7 Americans Lost at Sea Could Survive Warm Waters


Capsizing Shows Life Jackets Important

But Julie Munger, owner of Sierra Rescue, a Taylorsville, Calif., swift water and flood rescue company, said warm waters were irrelevant unless they were comparable to the body's temperature of 98.6 degrees.

"Eventually, if the water temperature is lower than the body temperature, you can succumb to hypothermia," she said. "It wears you down over time."

The biggest determinant of survival in a boating accident is using a life jacket, according to Munger.

"I have been around water for 30 years," she said. "I've seen friends drown in lakes paddling on flat water. It's an important warning to use life jackets and then your chance of survival increases."

And for those who are on cruise ships or sleeping, "know where the life jackets are so you can grab one," said Munger. "A lot of people don't pay attention to the briefings."

Baja survivor David Levine said that when the boat capsized, the men ran to the deck to help each other. "Everybody jumped into the water," he told the San Francisco Chronicle. "A lot of people went in with no life vest."

Joelle Bautista told the newspaper that her husband Russell Bautista, who is still missing, grabbed a life jacket but, "from what I heard, it was hard to hold on to them if you were running."

Those who did survive were shown in photos Monday in T-shirts and Bermuda shorts waiting to board buses. All were in good condition -- some with sunburns -- and with a few scrapes.

They had paid $995 per person for the six-day charter. The tourists, most from Northern California, had spent the night before eating gourmet dinners of fresh-caught fish.

The accident happened on their second day, about 60 miles south of the Port of San Felipe, a haven for windsurfers and sports fishermen.

Tourist Michael Ng of Belmont, Calif., said that he and another fisherman made it to shore buoyed by an ice chest.

"I'm relieved I'm alive, but I'm scared for the people who haven't been found yet," he told the Mercury News. "We were not very far from shore, so people were beached or stranded on some local islands."

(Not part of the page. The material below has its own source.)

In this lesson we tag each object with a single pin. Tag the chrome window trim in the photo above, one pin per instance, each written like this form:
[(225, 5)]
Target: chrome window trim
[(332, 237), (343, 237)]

Ng, an avid fisherman, went on the all-male trip last year and had bragged to his wife about coming home with "monster" fish. This trip "was supposed to be another great story," said Ya Ng.

But the families of the seven men who are still unaccounted for worry they might not get to recount those tall tales.

"I'm beyond concerned," Kristina Bronstein, who is engaged to missing tourist Mark Dorland of Twain Harte, Calif., told the Associated Press.

Dorland, 62, was one of the first people to fall into the water, according to the Associated Press. He wasn't wearing a life vest.

His survival may also depend upon whether he was isolated or with a group of other survivors, as it's harder for rescue teams to find a lone survivor.

"With someone else to commiserate with, that can buoy spirits," said McGinnis. "If it's a large group it's easier to spot, but it's still a big ocean."